Spectrum Analysis Basic Notation and Principles - The General Structural Model
As mentioned before, the purpose of spectrum analysis is to decompose the original series into underlying sine and cosine functions of different frequencies, in order to determine those that appear particularly strong or important. One way to do so would be to cast the issue as a linear Multiple Regression problem, where the dependent variable is the observed time series, and the independent variables are the sine functions of all possible (discrete) frequencies. Such a linear multiple regression model may be written as:
xt = a0 + Σ[ak*cos(λk*t) + bk*sin(λk*t)] (for k = 1 to q)
Following the common notation from classical harmonic analysis, in this equation λ (lambda) is the frequency expressed in terms of radians per unit time, that is: λ = 2*π*νk, where π is the constant pi =3.1415... and νk = k/q. What is important here is to recognize that the computational problem of fitting sine and cosine functions of different lengths to the data can be considered in terms of multiple linear regression. Note that the cosine parameters ak and sine parameters bk are regression coefficients that tell us the degree to which the respective functions are correlated with the data. Overall there are q different sine and cosine functions; intuitively (as also discussed in Multiple Regression), it should be clear that we cannot have more sine and cosine functions than there are data points in the series. Without going into detail, if there are N data points in the series, then there will be N/2+1 cosine functions and N/2-1 sine functions. In other words, there will be as many different sinusoidal waves as there are data points, and we will be able to completely reproduce the series from the underlying functions. (Note that if the number of cases in the series is odd, then the last data point will usually be ignored; in order for a sinusoidal function to be identified, you need at least two points: the high peak and the low peak.)
To summarize, spectrum analysis will identify the correlation of sine and cosine functions of different frequency with the observed data. If a large correlation (sine or cosine coefficient) is identified, one can conclude that there is a strong periodicity of the respective frequency (or period) in the data.
Complex numbers (real and imaginary numbers)
In many text books on spectrum analysis, the structural model shown above is presented in terms of complex numbers, that is, the parameter estimation process is described in terms of the Fourier transform of a series into real and imaginary parts. Complex numbers are the superset that includes all real and imaginary numbers. Imaginary numbers, by definition, are numbers that are multiplied by the constant i, where i is defined as the square root of -1. Obviously, the square root of -1 does not exist, hence the term imaginary number; however, meaningful arithmetic operations on imaginary numbers can still be performed (e.g., [i*2]2= -4).
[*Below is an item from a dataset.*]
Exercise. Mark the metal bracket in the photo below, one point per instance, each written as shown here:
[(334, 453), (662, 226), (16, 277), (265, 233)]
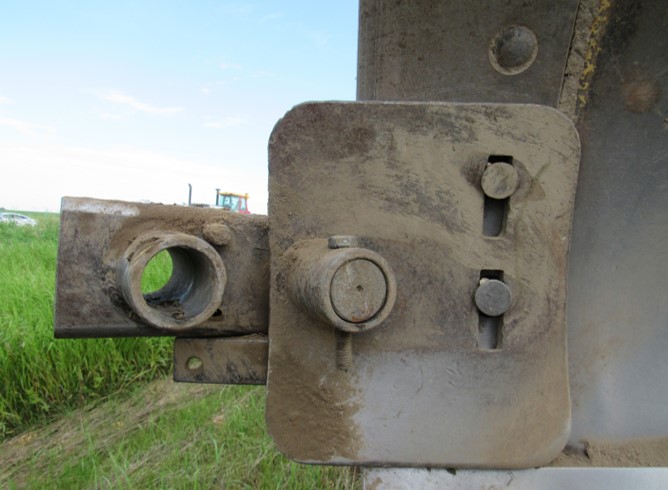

It is useful to think of real and imaginary numbers as forming a two dimensional plane, where the horizontal or X-axis represents all real numbers, and the vertical or y-axis represents all imaginary numbers. Complex numbers can then be represented as points in the two-dimensional plane. For example, the complex number 3+i*2 can be represented by a point with coordinates {3,2} in this plane. You can also think of complex numbers as angles, for example, you can connect the point representing a complex number in the plane with the origin (complex number 0+i*0), and measure the angle of that vector to the horizontal line. Thus, you can see intuitively how the spectrum decomposition formula shown above, consisting of sine and cosine functions, can be rewritten in terms of operations on complex numbers. In fact, in this manner the mathematical discussion and required computations are often more elegant and easier to perform; which is why many text books prefer the presentation of spectrum analysis in terms of complex numbers.